Otherwise he was at his club, sitting in a corner with bankbooks in his pocket. He knew the names by heart.
Gertrude MacDowell. Nosey Flynn. Molly and/or Leopold Bloom …
Where was Jamey O'Toole that would show up at the Mayor's house with a bankbook for John? Should he cry to Dennis Mangen, the Special State Pros?
Dennis, find me this O'Toole. I'm lonely for the names in a little book
. Why were his brothers at the Dingle so secretive? Were they frightened of the great god Dennis? Couldn't they come to John? He was their headman, the
first
Son, and the Commissioner of Police.

15

M
OSES
Herzog arrived at Kennedy. He tore his passport to bits. A king and a worm had broken the First Dep. He got out of Dublin with his tail in his ass.

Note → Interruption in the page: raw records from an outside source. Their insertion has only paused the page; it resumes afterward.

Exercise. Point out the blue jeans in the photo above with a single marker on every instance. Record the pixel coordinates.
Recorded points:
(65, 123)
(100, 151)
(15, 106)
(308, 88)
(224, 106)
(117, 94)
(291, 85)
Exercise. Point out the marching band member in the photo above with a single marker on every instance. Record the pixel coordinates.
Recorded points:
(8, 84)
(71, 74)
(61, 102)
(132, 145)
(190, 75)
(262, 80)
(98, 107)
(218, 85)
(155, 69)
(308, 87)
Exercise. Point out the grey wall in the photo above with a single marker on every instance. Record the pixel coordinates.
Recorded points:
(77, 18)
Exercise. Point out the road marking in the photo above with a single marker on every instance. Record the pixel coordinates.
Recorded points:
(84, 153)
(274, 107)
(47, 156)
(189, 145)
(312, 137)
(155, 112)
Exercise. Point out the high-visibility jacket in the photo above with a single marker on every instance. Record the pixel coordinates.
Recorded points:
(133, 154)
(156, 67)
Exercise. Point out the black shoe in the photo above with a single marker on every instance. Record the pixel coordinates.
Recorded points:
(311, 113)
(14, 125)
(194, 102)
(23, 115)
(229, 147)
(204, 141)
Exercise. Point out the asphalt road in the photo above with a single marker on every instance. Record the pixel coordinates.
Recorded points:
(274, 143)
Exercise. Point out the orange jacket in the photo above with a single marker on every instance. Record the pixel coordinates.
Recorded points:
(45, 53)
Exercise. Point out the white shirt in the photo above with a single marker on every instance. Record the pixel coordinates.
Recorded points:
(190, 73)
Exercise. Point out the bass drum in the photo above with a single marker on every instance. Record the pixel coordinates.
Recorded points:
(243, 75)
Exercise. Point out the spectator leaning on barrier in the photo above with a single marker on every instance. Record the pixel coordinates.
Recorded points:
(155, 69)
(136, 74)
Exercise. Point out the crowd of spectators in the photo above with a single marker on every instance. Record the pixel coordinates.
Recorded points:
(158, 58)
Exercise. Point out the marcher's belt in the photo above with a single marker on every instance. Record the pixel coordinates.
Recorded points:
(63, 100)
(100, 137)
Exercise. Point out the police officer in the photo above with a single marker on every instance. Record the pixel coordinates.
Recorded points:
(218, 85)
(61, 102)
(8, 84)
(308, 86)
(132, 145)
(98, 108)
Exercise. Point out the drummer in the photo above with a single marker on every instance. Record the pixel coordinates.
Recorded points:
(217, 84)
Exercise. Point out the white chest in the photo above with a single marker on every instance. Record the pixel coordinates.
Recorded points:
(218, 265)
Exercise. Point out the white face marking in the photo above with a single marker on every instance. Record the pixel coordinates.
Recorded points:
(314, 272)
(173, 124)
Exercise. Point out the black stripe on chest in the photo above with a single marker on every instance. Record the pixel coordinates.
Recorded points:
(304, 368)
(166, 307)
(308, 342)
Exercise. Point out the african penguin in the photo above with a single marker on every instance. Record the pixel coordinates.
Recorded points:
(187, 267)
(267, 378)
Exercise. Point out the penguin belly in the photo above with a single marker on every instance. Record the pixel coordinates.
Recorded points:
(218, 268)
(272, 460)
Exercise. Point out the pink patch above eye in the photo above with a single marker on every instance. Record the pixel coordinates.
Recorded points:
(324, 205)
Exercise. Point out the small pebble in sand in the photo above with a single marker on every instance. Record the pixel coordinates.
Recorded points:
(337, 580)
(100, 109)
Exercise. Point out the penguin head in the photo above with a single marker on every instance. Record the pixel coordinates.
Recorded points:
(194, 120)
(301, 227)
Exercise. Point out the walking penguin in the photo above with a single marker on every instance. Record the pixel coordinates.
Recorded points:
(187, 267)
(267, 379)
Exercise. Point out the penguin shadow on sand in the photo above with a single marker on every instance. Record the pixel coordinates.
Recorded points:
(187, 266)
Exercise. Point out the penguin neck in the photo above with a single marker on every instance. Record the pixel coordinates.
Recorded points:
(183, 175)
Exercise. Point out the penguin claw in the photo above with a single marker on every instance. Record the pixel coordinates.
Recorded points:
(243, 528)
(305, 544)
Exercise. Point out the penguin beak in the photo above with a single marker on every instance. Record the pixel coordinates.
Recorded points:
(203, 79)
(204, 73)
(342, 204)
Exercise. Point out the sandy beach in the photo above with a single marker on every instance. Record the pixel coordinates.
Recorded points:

Isaac hid out at his hotel. Phone calls were coming in from his office. Isaac went down to Centre Street, where he could sit in the dark, listen to the scurry of the rats. The cops on duty at the old Headquarters were genuflecting to him. Why? They'd never missed him before. They had a certain terror in their eyes, an awe of him. A miracle passed while Isaac was in Dublin doing futile work. Mayor Sam had won the primary from his hospital bed. He'd smacked Rebecca between the eyes. The Irish came out for Becky Karp, but the “blues” and the Yids went for Mayor Sam. Isaac was lord of the primaries. He'd gathered in the votes for Sam with his talks in the synagogues, his lectures in the clubs. The Dublin idiot, Isaac Sidel, owned New York City.